Troubleshooting Guide¶
Common issues and their solutions when using GenAIRR.
Common Errors¶
1. "AttributeError" or "TypeError" when creating pipelines¶
Most common cause
This almost always means you are using old API syntax. See the Migration Guide for a full before/after comparison.
Problem: Using the old API or wrong constructor syntax.
Solution: Pass config to the Pipeline constructor and use keyword arguments for steps:
from GenAIRR import Pipeline, steps, HUMAN_IGH_OGRDB, S5F
pipeline = Pipeline(
config=HUMAN_IGH_OGRDB,
steps=[
steps.SimulateSequence(S5F(min_mutation_rate=0.003, max_mutation_rate=0.25), productive=True),
# ... more steps
]
)
2. "No functional sequences generated"¶
Problem: All generated sequences have stop codons or are out-of-frame.
Solutions:
- Set productive=True in SimulateSequence
- Lower your mutation rates
- Check your data configuration has functional alleles
# Use productive sequences
steps.SimulateSequence(S5F(min_mutation_rate=0.003, max_mutation_rate=0.25), productive=True)
3. "Empty mutations dictionary"¶
Problem: Using Uniform(0, 0) or very low mutation rates.
Solution: Increase mutation rates or use S5F for realistic mutations:
# Instead of this (no mutations)
steps.SimulateSequence(Uniform(min_mutation_rate=0, max_mutation_rate=0), productive=True)
# Use this for naive sequences with potential for mutations
steps.SimulateSequence(S5F(min_mutation_rate=0.001, max_mutation_rate=0.01), productive=True)
4. "Allele not found in data config"¶
Problem: Trying to use specific alleles that don't exist in your DataConfig.
Solution: Check available alleles first:
# List available V allele families
print("V allele families:", list(HUMAN_IGH_OGRDB.v_alleles.keys())[:5])

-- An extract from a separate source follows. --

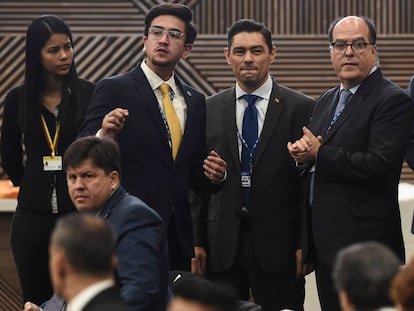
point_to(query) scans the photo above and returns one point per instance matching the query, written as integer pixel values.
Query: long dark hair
(71, 109)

# Access specific allele properly (using family name)
v_allele = HUMAN_IGH_OGRDB.v_alleles['IGHVF1-G1'][0] # First allele in family
d_allele = HUMAN_IGH_OGRDB.d_alleles['IGHD1-1'][0]

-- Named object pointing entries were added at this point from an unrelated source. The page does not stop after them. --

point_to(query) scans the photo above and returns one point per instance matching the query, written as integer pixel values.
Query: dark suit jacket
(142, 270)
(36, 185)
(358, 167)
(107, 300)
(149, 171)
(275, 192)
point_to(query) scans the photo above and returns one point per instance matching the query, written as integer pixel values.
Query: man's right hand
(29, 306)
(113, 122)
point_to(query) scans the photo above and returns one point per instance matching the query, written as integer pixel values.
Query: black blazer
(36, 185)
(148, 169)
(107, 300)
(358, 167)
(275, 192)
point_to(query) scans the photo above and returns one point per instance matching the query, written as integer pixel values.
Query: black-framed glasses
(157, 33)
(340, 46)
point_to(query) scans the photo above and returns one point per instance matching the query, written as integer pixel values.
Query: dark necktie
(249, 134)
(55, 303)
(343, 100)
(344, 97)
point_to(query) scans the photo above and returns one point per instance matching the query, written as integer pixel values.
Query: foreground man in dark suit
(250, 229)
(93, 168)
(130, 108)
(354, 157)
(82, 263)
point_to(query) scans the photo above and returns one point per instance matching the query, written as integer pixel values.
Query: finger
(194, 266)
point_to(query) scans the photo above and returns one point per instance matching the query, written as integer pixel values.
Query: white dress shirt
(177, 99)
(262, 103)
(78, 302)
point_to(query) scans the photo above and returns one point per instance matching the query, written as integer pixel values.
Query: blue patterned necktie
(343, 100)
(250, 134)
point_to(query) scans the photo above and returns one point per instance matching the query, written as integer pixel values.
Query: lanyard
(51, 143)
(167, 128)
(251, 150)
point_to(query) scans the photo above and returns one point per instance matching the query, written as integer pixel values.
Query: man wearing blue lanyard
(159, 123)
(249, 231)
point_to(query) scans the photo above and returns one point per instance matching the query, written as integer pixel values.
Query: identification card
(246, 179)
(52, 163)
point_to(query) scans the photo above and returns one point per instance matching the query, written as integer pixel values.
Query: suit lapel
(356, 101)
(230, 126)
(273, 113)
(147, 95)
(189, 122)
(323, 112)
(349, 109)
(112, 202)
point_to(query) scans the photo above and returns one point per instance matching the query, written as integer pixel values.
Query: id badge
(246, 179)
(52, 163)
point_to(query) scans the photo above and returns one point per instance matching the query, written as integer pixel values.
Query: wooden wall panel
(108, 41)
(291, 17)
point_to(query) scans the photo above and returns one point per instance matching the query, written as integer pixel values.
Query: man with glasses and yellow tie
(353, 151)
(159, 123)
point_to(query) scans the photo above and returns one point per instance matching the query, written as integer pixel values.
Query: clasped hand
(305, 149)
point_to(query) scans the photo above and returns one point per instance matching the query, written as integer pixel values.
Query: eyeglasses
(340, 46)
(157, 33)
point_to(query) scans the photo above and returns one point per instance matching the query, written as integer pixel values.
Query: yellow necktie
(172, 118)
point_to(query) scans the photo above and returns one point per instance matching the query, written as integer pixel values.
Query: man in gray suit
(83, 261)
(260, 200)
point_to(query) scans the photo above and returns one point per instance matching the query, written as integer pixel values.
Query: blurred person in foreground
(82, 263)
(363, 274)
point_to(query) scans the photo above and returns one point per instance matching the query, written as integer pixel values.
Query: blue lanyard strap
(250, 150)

j_allele = HUMAN_IGH_OGRDB.j_alleles['IGHJ1'][0]
# View all alleles in a family
for allele in HUMAN_IGH_OGRDB.v_alleles['IGHVF1-G1']:
print(allele.name)
5. "Pipeline execution is very slow"¶
Potential causes and solutions: - High mutation rates: Lower max_mutation_rate - Complex pipelines: Remove unnecessary steps - Productive=True with high mutation rates: The library keeps retrying until finding functional sequences
# Faster execution
steps.SimulateSequence(S5F(min_mutation_rate=0.003, max_mutation_rate=0.05), productive=True)
Performance Optimization¶
Memory Usage¶
- Generate sequences in batches rather than all at once
- Use
get_dict()only when needed (it creates copies)
Speed Tips¶
Quick wins for faster generation
- Use built-in data configs (they're pre-optimized and lazily loaded)

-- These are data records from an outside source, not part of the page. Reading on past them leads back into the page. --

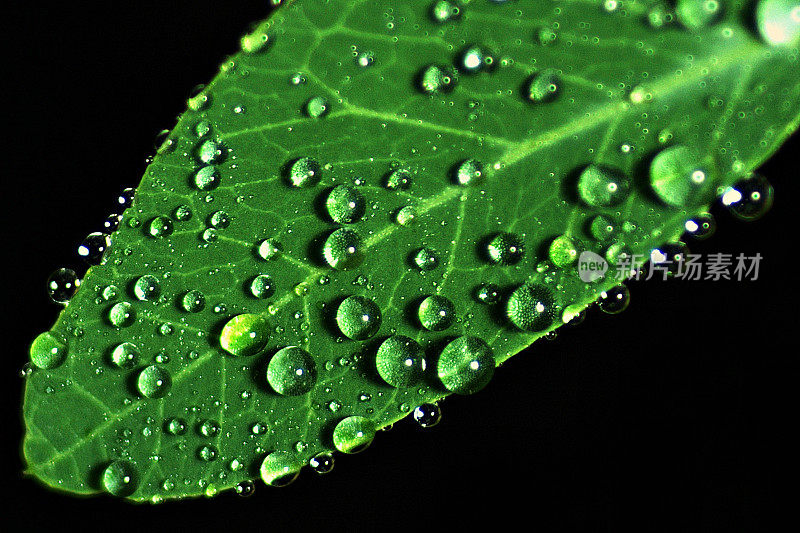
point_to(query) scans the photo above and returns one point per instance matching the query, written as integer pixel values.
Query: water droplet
(562, 251)
(342, 249)
(436, 313)
(531, 308)
(345, 204)
(93, 247)
(304, 172)
(601, 187)
(399, 179)
(280, 468)
(400, 361)
(358, 318)
(245, 335)
(245, 489)
(466, 365)
(125, 355)
(262, 286)
(437, 79)
(750, 199)
(544, 87)
(62, 284)
(778, 21)
(469, 171)
(119, 479)
(488, 293)
(426, 259)
(206, 179)
(210, 152)
(147, 288)
(353, 434)
(122, 315)
(676, 177)
(153, 382)
(160, 226)
(614, 300)
(193, 301)
(317, 107)
(321, 463)
(697, 14)
(443, 10)
(505, 249)
(47, 351)
(427, 415)
(292, 371)
(701, 226)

- Avoid very high mutation rates (>0.3) unless necessary
- Use
EnforceSequenceLengthto cap sequence length - Set
productive=Falseif you don't need the productivity guarantee
Debugging Tips¶
Check Your Pipeline¶
# Print pipeline structure
for i, step in enumerate(pipeline.steps):
print(f"Step {i}: {type(step).__name__}")
Inspect Container State¶
# After execution
container = pipeline.execute()
print("Sequence length:", len(container.sequence))
print("Mutations count:", len(container.mutations))
print("Is productive:", container.productive)
Validate Data Config¶
# Check if data config is loaded
print("V alleles count:", len(HUMAN_IGH_OGRDB.v_alleles))
print("Chain type:", HUMAN_IGH_OGRDB.metadata.chain_type)
Getting Help¶
- Check this troubleshooting guide first
- Review the parameter reference for correct usage
- Look at the examples in documentation
- Check if your issue is covered in existing GitHub issues
- Create a minimal reproducible example when reporting bugs